Any of these things and many others can tweak pique the interest of California’s tax collection agency, the state’s Franchise Tax Board. In fact, it can feel like just about any connection to California can be enough to at least raise tax issues. Of course, being a California resident and then moving away has its own set of tax issues. The thought of leaving California over taxes is nothing new. California’s tough Franchise Tax Board (FTB) polices the line between residents and non-residents, and does so rigorously. If you leave, California is likely to probe how and when you stopped being a resident. For that reason, even if you think your facts are not controversial, be careful. California is known to chase people who leave, and to disagree about whether they really are non-residents. After all, California’s 13.3% tax on capital gains inspires plenty of tax moves.
Even where California agrees that you moved, they might not agree when you moved. Say you move from California to Texas and then sell your appreciated stock or bitcoin. California might agree that you moved, but might say you didn’t actually establish residency in Texas and depart California for tax purposes until several months later. That might be enough to make all your sales California source income. It can make you wonder whether California will ‘let’ you move states! Some people seek to avoid California taxes with trusts.
The state’s Franchise Tax Board is the state income tax collector, and it has a fearsome reputation. Most tax lawyers will tell you that they would much rather fight the IRS than California’s FTB any day of the week. Savvy taxpayers know this too. You can skate for much longer with IRS problems, and you can more easily defeat or compromise IRS bills. But can you truly be outside of California and still face California taxes? A recent decision says you can.

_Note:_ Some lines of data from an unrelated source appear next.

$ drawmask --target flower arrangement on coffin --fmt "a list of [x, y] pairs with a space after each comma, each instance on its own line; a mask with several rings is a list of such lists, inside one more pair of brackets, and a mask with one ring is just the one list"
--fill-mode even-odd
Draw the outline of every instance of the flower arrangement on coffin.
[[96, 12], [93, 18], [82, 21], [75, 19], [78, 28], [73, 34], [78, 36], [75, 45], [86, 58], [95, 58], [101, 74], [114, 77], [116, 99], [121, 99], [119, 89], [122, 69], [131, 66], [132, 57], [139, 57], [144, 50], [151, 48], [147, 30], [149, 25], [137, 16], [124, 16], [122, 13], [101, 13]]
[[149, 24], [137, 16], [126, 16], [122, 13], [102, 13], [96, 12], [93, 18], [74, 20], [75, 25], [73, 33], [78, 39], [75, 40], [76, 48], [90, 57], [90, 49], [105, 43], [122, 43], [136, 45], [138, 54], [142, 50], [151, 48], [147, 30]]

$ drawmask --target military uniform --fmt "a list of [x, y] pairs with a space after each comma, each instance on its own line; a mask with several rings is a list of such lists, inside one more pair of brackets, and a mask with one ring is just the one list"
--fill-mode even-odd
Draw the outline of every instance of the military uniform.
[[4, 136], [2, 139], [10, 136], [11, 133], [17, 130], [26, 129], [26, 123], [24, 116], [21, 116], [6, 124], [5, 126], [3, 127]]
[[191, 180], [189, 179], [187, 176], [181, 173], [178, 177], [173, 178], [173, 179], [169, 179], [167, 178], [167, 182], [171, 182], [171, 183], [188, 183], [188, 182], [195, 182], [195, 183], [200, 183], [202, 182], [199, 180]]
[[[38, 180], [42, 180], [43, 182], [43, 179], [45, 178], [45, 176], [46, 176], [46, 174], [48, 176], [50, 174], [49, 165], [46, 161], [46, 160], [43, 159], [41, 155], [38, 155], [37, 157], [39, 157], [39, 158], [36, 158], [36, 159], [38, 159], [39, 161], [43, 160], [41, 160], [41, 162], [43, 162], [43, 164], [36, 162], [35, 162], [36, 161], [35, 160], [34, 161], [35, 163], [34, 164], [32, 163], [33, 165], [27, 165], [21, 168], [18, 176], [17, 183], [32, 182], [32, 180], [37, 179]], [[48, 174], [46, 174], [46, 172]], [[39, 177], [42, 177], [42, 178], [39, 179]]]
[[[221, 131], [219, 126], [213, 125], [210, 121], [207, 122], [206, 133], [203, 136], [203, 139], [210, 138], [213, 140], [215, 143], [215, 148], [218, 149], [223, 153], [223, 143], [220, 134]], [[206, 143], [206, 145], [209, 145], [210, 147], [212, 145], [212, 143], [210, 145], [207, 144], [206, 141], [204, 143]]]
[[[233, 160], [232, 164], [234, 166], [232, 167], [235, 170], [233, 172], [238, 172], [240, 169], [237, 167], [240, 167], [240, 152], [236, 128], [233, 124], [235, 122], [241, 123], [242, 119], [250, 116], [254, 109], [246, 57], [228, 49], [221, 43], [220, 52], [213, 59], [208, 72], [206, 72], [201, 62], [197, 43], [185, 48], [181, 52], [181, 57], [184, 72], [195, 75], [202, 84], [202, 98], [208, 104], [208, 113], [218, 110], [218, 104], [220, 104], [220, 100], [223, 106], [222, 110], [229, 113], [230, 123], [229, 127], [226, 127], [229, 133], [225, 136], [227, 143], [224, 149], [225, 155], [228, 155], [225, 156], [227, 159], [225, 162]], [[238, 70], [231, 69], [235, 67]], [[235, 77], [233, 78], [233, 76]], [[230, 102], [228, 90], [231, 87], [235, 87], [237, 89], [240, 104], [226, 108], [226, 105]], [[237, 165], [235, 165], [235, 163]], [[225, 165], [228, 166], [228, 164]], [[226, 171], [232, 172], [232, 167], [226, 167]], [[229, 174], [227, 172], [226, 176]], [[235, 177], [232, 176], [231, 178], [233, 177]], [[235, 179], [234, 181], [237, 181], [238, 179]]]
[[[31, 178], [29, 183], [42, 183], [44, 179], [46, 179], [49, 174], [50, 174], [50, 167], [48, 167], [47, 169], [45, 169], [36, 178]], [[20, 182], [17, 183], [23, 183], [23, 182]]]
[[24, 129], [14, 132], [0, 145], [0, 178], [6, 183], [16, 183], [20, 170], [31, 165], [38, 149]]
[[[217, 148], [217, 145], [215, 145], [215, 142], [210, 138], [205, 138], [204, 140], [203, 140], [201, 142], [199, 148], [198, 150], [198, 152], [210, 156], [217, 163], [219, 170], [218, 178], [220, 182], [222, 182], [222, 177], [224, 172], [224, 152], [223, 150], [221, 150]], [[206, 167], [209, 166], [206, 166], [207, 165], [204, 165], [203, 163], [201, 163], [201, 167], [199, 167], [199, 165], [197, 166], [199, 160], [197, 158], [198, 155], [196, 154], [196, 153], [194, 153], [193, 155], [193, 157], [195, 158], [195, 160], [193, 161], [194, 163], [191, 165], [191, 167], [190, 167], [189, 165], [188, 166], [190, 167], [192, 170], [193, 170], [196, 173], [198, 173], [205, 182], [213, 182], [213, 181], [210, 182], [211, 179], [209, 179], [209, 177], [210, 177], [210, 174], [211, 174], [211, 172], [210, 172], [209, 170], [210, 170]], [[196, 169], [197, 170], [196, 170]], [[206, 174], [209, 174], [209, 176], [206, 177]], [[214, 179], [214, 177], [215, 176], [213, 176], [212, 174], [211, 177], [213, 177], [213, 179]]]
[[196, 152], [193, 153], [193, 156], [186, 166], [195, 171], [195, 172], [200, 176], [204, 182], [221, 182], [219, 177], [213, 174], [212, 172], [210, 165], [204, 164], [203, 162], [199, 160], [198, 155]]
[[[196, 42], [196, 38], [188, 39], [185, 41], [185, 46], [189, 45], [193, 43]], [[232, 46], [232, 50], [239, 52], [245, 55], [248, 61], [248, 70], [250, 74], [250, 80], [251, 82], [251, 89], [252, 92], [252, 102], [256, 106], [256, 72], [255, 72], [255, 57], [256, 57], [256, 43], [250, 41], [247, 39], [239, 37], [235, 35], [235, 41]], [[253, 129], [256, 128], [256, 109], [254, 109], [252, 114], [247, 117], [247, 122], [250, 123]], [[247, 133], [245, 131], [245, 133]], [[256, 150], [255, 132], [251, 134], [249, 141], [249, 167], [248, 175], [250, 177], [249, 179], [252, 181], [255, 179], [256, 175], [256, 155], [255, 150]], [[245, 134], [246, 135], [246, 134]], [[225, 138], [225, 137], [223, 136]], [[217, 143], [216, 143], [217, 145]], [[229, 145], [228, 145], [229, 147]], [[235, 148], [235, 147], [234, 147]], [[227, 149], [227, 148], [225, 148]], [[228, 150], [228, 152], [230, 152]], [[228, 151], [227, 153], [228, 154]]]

Check out California Office of Tax Appeals decision In the Matter of Blair S. Bindley, OTA Case No. 18032402 (May 30, 2019). There, a nonresident sole proprietor performed all of his services outside of California. However, some of his customers were located in California. Is that enough for the poor guy to attract California tax liability? The California taxing authorities said he was operating a “unitary” business. Therefore, his tiny business was subject to California’s apportionment rules. The state’s Office of Tax Appeals said this case has precedential effect, so it is clear the Golden State can go after other non-Californians too.
Exactly what was poor Mr. Bindley’s tax offense in California? He is a self-employed screenplay writer living in Arizona. He performed services for a few companies headquartered and registered in California. The California Franchise Tax Board matched income records showing that he collected $40,000 of income from California companies. Not surprisingly, Bindley did not file a California tax return. That meant California’s statute of limitations would never start to run. That itself is a useful lesson. The statute of limitations is a reason that many non-residents of California file a return to report a small amount of California source income.

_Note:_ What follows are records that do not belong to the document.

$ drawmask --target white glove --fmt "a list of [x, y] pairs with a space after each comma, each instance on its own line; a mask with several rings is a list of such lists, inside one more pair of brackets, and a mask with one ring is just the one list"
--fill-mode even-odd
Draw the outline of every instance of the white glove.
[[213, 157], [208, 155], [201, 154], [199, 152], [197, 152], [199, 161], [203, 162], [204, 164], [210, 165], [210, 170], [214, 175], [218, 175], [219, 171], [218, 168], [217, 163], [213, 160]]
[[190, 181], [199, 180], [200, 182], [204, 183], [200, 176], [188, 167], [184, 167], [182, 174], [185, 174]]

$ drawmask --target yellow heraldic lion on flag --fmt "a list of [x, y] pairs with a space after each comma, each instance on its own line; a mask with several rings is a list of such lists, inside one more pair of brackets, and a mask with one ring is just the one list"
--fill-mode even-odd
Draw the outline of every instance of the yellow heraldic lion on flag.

In Bindley’s case, the state noted that whether a nonresident is subject to California’s rules for apportioning income depends on : (1) whether the taxpayer is carrying on a trade or business within California, outside of California, or a combination thereof; (2) the type of entity conducting the business; and (3) whether the business is unitary. California ruled that Bindley’s screenwriting business was carried on inside and outside of California. He worked as a proprietor, and basically did the same kind of work for non-California and for California companies. That’s a useful lesson too. What exactly is unitary anyway?
California’s tough tax regulations only describe what is not a unitary business. California says that a business is not unitary where the part within the state is so separate and distinct from (and unconnected to) the part outside the state that the businesses are not a unitary business. Here, the Golden State said that this screenwriter ran a unitary operation. After all, the part conducted inside California and the part conducted outside the state were not separate and distinct so as to be separate businesses.
If your business is unitary, the income derived from services is sourced to the place where the benefit of the service is received. To determine the place where the benefit of the service is received, California law provides rules looking first to the contract. If the contract does not specify the location where the benefit is received, then California or the taxpayer can try to approximate the location where the benefit is received. For the companies located in California that paid the screenwriter, California said it was reasonable to conclude that the companies received the benefit of the services in California.
Does this screenwriter’s unfortunate tax flap mean other little business that happen to sell into in California could be fact tax troubles? Yes, it sure seems that way. California can now push even on sole proprietors who might have California customers. They might have to file California returns and pay California taxes. This is so even if all the services are performed outside of California, and even if the sole proprietor has no connection to California.